Киди знает, что всё не так просто. Что первые впечатления – это жуть. Что подружиться с кем-то нелегко. Я замечаю все шепотки, взгляды и смешки. И я знаю, что ничего хорошего в них нет.
– Тогда тебе точно стоит подружиться с новой девочкой, – говорит Киди.
Я киваю. За последние несколько лет что-то изменилось. Раньше подойти к кому-нибудь на детской площадке и предложить поиграть было легко. Теперь все сидят маленькими группками и не играют, а только разговаривают.
Я скучаю по играм.
– Знаешь, – Киди убирает с лица золотистые волосы, – в универе я никому не сказала, что я аутичная.
Я поднимаю голову. Киди такая высокая, ноги у неё, кажется, длиннее, чем всё моё тело. Я всегда смотрю на неё снизу вверх.
– Почему?
Киди никогда не скрывала, что аутичная. Как говорит папа, она заявляет об этом «громко и гордо». Ей поставили диагноз примерно в том же возрасте, что и мне, между девятью и десятью годами. Мама рассказывала, что у Нины всё было вовремя: она рано начала ходить и произносить первые слова, ей нравилась практически вся еда, она хорошо успевала в школе. Киди заговорила только в пять лет. Она шутит, что до этого ей просто нечего было сказать. Она с трудом контролировала эмоции, плохо ладила с другими детьми, препиралась с учителями. Включалась в учёбу, только если ей было интересно. Порой маме звонили из школы, потому что Киди, например, ушла посреди урока математики.

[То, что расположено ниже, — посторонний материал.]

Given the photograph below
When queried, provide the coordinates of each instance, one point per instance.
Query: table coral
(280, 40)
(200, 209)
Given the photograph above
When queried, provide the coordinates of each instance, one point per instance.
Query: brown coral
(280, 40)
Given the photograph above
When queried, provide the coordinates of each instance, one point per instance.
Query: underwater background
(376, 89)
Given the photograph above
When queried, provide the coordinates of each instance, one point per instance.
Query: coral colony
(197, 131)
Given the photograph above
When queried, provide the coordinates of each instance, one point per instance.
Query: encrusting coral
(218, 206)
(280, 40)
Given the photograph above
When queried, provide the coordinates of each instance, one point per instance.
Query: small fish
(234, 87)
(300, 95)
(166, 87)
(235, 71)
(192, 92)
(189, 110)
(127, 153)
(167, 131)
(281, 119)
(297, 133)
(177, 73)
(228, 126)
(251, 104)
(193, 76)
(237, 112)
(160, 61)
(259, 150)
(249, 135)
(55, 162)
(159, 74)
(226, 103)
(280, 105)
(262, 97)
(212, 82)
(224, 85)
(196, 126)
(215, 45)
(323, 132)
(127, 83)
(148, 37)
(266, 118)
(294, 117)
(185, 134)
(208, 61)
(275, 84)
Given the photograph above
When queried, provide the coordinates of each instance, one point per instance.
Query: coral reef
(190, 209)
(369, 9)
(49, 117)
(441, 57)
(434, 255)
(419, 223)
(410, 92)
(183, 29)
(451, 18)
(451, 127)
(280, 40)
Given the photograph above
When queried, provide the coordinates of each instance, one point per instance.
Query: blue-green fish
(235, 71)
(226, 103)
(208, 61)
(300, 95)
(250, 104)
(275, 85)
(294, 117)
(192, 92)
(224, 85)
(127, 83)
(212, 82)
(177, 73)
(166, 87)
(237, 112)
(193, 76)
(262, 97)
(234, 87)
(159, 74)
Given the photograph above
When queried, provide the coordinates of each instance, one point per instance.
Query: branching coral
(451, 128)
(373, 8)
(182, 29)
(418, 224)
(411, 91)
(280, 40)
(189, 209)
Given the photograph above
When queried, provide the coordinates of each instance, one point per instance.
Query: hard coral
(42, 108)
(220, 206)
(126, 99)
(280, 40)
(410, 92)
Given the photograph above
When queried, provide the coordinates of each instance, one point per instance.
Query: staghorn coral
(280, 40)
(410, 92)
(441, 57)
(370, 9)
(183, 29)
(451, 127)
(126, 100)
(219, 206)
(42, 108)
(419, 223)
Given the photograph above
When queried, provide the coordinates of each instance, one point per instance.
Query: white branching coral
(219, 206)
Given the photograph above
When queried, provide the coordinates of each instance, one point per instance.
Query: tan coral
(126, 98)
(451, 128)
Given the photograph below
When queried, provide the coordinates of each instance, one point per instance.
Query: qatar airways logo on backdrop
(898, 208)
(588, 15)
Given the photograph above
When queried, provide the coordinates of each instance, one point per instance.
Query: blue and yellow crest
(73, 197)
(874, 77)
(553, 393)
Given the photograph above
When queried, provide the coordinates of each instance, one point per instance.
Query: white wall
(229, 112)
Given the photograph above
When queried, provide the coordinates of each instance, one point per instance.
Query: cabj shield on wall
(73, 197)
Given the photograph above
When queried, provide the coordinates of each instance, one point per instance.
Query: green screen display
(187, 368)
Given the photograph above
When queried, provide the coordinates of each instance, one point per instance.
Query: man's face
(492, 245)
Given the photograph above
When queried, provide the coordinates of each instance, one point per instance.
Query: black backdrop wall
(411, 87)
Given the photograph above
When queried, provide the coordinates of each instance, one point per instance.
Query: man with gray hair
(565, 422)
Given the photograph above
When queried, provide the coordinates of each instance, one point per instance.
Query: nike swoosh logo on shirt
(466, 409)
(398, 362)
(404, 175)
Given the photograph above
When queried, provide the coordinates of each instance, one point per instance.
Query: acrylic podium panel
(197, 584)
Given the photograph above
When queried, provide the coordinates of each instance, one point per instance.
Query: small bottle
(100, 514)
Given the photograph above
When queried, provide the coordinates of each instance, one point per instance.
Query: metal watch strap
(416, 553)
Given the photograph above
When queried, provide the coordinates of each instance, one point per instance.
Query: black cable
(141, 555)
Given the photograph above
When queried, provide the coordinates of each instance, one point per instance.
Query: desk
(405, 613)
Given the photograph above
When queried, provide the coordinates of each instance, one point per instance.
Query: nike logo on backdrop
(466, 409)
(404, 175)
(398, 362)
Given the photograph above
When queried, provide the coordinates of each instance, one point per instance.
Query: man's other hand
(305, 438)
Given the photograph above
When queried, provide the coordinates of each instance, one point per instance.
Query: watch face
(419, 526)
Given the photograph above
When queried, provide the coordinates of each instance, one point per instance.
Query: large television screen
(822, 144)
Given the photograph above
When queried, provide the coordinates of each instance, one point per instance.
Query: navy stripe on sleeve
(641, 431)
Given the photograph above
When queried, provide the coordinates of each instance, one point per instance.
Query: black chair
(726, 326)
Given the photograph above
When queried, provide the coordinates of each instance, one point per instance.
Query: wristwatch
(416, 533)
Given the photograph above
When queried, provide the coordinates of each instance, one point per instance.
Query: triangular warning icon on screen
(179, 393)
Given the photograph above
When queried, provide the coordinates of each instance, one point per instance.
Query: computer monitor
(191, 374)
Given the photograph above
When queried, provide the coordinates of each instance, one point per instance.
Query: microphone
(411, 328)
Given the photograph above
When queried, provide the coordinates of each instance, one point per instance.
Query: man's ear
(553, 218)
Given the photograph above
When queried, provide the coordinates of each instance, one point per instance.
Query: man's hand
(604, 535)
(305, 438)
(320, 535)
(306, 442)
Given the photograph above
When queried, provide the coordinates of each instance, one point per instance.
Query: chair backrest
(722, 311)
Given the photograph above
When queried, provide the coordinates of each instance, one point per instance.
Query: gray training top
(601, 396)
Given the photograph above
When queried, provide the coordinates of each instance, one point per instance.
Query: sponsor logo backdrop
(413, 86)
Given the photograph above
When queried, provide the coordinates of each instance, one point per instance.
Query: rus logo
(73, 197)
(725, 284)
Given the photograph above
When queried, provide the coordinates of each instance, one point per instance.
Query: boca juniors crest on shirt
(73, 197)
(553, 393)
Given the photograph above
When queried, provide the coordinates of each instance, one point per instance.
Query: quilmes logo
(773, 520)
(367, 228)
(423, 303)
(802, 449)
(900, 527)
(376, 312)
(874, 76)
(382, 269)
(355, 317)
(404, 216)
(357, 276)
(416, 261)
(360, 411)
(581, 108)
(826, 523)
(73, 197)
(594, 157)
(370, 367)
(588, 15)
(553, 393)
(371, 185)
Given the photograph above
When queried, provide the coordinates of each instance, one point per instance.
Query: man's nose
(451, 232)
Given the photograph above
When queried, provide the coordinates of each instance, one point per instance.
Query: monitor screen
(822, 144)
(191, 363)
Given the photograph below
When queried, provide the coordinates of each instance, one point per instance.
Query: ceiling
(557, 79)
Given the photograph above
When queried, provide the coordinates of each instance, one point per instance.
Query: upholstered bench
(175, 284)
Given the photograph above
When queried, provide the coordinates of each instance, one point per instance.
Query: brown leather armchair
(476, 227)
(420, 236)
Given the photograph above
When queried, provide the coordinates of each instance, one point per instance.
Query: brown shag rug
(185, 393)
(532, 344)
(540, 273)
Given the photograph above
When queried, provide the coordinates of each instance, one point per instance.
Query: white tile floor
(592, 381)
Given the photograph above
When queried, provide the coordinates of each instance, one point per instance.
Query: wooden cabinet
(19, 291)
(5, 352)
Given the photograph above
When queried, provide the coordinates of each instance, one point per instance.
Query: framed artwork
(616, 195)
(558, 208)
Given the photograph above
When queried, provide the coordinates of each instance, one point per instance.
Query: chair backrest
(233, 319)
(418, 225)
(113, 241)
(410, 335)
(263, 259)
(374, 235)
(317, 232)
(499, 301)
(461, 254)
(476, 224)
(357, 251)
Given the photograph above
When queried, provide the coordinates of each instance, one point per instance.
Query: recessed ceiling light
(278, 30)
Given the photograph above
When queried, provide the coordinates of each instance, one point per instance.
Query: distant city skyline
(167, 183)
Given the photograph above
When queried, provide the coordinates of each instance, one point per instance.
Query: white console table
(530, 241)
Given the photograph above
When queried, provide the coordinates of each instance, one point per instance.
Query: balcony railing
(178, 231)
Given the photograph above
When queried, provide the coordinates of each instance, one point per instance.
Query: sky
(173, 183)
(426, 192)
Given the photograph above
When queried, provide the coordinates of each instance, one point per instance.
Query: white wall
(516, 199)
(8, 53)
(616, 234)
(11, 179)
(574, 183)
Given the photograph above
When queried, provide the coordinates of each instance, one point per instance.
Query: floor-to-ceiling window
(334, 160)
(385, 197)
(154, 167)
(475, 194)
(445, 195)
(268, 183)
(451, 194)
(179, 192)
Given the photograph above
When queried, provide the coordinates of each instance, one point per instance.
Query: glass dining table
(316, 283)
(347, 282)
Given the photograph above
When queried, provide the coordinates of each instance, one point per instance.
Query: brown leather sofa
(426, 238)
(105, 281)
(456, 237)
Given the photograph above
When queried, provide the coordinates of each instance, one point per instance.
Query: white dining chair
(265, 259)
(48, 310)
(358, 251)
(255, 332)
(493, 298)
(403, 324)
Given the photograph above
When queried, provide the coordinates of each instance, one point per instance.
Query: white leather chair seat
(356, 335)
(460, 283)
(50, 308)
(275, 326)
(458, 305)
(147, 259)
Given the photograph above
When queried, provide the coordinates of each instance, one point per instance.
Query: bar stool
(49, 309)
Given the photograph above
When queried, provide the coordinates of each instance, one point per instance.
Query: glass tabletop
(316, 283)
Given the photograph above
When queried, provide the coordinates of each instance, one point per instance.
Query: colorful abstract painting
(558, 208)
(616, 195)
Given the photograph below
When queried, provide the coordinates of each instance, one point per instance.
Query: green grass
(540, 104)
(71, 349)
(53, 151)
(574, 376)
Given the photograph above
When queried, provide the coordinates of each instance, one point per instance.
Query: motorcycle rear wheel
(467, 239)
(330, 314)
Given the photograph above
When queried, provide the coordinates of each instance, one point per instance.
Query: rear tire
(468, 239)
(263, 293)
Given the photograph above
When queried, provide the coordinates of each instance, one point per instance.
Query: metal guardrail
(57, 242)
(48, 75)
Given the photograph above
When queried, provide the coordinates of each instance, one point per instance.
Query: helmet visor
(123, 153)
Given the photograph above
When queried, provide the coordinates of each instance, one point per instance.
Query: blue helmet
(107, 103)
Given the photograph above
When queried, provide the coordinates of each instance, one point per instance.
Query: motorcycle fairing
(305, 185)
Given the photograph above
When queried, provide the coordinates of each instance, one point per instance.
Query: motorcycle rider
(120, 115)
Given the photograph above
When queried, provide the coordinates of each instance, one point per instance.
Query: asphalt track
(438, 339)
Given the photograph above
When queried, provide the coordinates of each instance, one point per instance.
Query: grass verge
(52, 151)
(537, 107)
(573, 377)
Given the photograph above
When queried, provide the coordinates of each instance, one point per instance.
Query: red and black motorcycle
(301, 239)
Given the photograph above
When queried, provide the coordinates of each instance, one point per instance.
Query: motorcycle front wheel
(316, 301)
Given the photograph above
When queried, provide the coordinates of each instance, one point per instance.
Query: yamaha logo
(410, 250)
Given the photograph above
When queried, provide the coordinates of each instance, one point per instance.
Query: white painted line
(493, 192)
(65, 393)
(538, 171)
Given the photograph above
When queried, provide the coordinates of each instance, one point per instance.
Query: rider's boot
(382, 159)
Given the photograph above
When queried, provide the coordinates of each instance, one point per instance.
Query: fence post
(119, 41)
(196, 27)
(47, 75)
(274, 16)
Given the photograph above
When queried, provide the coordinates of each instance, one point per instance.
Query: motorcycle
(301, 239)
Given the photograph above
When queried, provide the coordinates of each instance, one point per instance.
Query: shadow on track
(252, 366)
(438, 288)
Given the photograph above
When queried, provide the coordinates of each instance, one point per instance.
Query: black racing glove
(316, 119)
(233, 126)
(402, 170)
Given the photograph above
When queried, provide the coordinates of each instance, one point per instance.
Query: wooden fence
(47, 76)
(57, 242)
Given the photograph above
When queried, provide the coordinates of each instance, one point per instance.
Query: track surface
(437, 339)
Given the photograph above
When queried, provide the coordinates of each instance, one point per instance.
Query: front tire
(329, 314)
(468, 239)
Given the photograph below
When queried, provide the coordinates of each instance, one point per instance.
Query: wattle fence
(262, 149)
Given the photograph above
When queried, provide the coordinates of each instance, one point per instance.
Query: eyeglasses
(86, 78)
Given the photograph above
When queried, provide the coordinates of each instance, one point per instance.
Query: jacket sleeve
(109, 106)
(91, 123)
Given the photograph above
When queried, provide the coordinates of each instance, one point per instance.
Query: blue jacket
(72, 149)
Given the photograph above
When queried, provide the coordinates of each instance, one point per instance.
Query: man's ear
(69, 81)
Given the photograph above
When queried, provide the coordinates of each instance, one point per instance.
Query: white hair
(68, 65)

Киди всё мне объясняет. Почему у меня плохой почерк и почему от громких звуков и ярких цветов полыхает в голове.
Ей объяснить было некому.
– Многие до сих пор не понимают, Адди.
– Но… – Я вдруг чувствую сильную потребность «постимить». Этот разговор меня перегружает. – Разве постоянная маскировка не сложнее?
Стимминг[2] – то, что я делаю, когда не справляюсь с эмоциями. Я быстро-быстро трясу кистями, хлопаю, руки-ноги становятся беспокойными. Иногда мне очень надо шлёпать себя ладонью по затылку. Стимминг бывает нормальным и не очень, но чаще всего приходится его скрывать. Маскировка – это когда мы притворяемся нейротипичными, то есть такими, как все. Подавляем желание стимить, хотя это помогло бы прийти в себя, и пытаемся поддерживать прямой зрительный контакт. Киди говорит, что мы как супергерои, которые вынуждены притворяться обычными людьми.
– А, это у меня получается всё лучше и лучше. – Киди подмигивает мне, её большие зелёные глаза сияют, и мне сложно прочесть её взгляд.
Люди – не то, что книги. Знакомая книга всегда одна и та же, она всегда утешит, слова и картинки в ней не изменятся. Знакомый человек бывает новым и непонятным, даже если ты пытался прочитать его много раз.
По пути домой Киди вдруг останавливается.
– Хочешь, побежим с холма?
– Да! – кричу я.
И мы бежим. Я размахиваю руками свободно и радостно, я стимлю, и никто не запрещает. Киди кричит «У-ху!» и поёт. Запыхавшись и развеселившись, мы скатываемся к подножию холма. Киди коротко обнимает меня сзади, и мы идём домой в сентябрьских сумерках.
Глава третья
– Привет, Дженна.
Все стоят под дверью класса и ждут, когда можно будет войти, и я решаю поговорить с Дженной. Мы дружим с садика, и она даже оставалась у нас дома с ночёвкой. Но летом я её совсем не видела, а всё время в школе она пока что проводит с Эмили.
– Привет, Адди.
Она избегает смотреть на меня. Я не обижаюсь: мне и самой не всегда нравится смотреть на других. Особенно когда я пытаюсь сказать что-нибудь важное. А вот Эмили на меня смотрит. Нарочито оглядывает с головы до ног, чтобы я точно заметила. И берёт Дженну под руку.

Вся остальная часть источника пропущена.